The average AUROCs and 95% CIs for internal validation were 0.919 (95% CI 0.919-0.919) for XGBoost, 0.916 (95% CI 0.916-0.916) for RF, 0.881 (95% CI 0.878-0.884) for DNN, and 0.875 (95% CI 0.875-0.875) for LR. For each model, we selected the highest value of specificity among sensitivities over 0.9 as the cut-off point for the threshold. The best model for the internal validation was XGBoost, with an AUROC of 0.919 (95% CI 0.919-0.919). Its sensitivity, specificity, PPV, and NPV were 0.904 (95% CI 0.904-0.905), 0.731 (95% CI 0.729-0.732), 0.565 (95% CI 0.563-0.566), and 0.952 (95% CI 0.952-0.952), respectively.

External Validation

For the external validation, the average AUROCs and 95% CI were 0.721 (95% CI 0.72-0.721) for RF, 0.697 (95% CI 0.695-0.699) for XGBoost, 0.655 (95% CI 0.654-0.657) for DNN, and 0.631 (95% CI 0.631-0.631) for LR. For the external validation on the MIMIC-III database, the model with the best AUROC was the RF model, with an AUROC of 0.721 and a sensitivity, specificity, PPV, and NPV of 0.91 (95% CI 0.909-0.912), 0.27 (95% CI 0.266-0.273), 0.159 (95% CI 0.159-0.16), and 0.952 (95% CI 0.951-0.953), respectively. A comparison of the performances of all of the models is shown in Table 2, and the ROC curves are shown in Figure 2.

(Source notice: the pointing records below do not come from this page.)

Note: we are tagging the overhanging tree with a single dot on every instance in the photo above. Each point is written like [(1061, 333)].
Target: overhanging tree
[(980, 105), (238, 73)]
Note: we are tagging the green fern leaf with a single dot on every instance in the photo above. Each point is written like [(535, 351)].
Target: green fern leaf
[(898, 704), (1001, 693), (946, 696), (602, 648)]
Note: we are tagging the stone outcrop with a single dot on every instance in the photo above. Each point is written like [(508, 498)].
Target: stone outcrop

For the external validation with MIMIC-III, we only selected variables that could be found both in SMC and MIMIC-III. As a result, only 59 variables were selected. The variables were categorized into general information, flowsheet, laboratory test results, and prescription of medication. The most important variable was the use of invasive mechanical ventilation in the general information. The importance of each final variable used in model development is shown in Figure 3.

Table 2. Predictive performance of each model.

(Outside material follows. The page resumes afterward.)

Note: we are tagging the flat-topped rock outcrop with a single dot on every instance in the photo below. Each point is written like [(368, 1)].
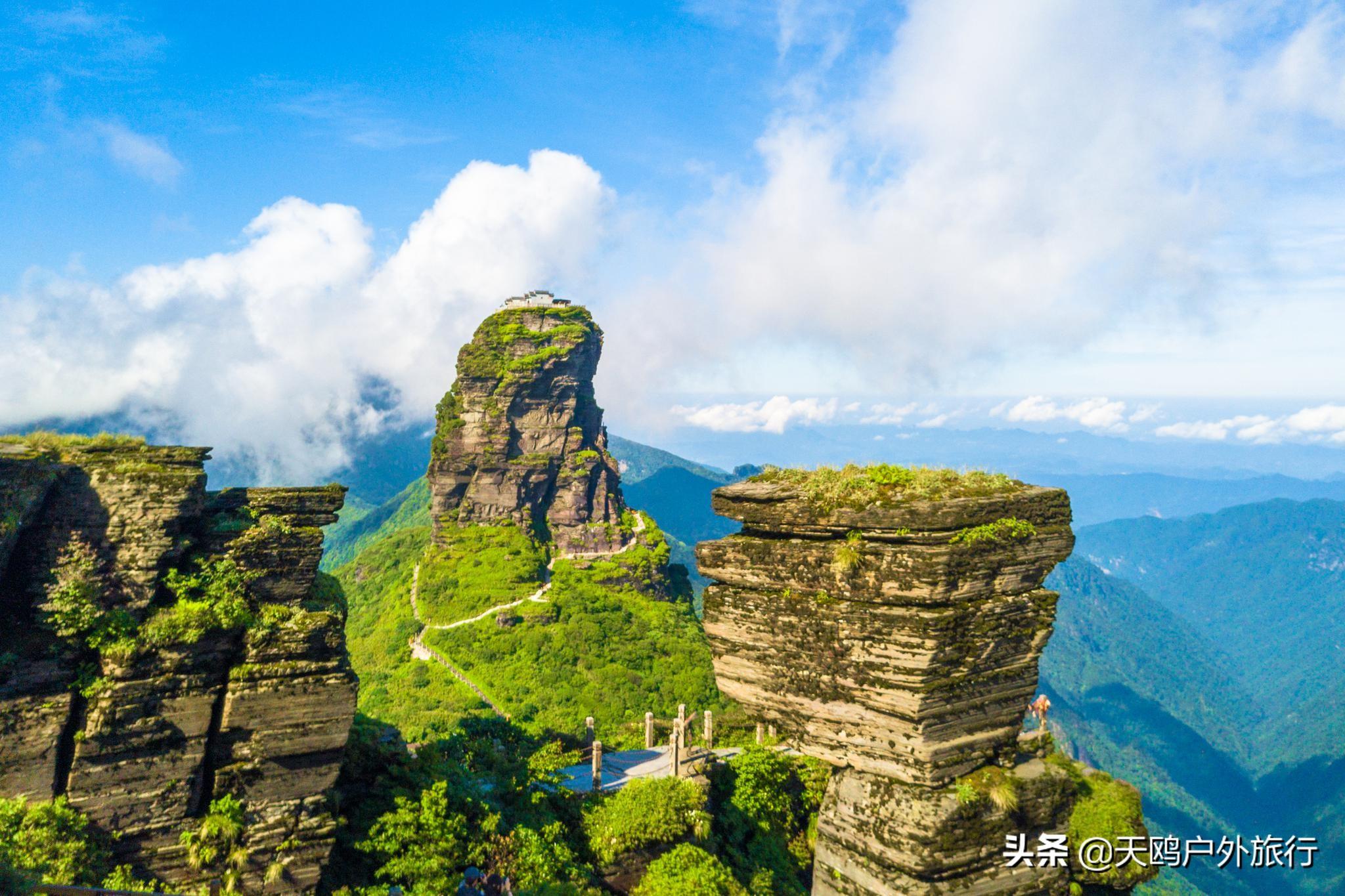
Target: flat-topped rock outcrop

Model and data set		AUROC^a, mean (95% CI)	Sensitivity, mean (95% CI)	Specificity, mean (95% CI)	Positive predictive value, mean (95% CI)	Negative predictive value, mean (95% CI)
Random forest
	Internal data set	0.916 (0.916-0.916)	0.904 (0.904-0.905)	0.746 (0.744-0.747)	0.579 (0.578-0.580)	0.953 (0.952-0.953)
	External data set	0.721 (0.720-0.721)	0.910 (0.909-0.912)	0.270 (0.266-0.273)	0.159 (0.159-0.160)	0.952 (0.951-0.953)
XGBoost^b
	Internal data set	0.919 (0.919-0.919)	0.904 (0.904-0.905)	0.731 (0.729-0.732)	0.565 (0.563-0.566)	0.952 (0.952-0.952)
	External data set	0.697 (0.695-0.699)	0.908 (0.906-0.909)	0.250 (0.245-0.255)	0.156 (0.155-0.156)	0.946 (0.945-0.947)
Deep neural network
	Internal data set	0.881 (0.878-0.884)	0.906 (0.905-0.907)	0.622 (0.608-0.635)	0.485 (0.477-0.492)	0.944 (0.943-0.945)
	External data set	0.655 (0.654-0.657)	0.907 (0.905-0.908)	0.197 (0.192-0.201)	0.147 (0.146-0.147)	0.932 (0.931-0.933)
Logistic regression
	Internal data set	0.875 (0.875-0.875)	0.901 (0.901-0.901)	0.605 (0.605-0.605)	0.469 (0.469-0.469)	0.940 (0.940-0.940)
	External data set	0.631 (0.631-0.631)	0.904 (0.904-0.904)	0.155 (0.155-0.155)	0.140 (0.140-0.140)	0.914 (0.914-0.914)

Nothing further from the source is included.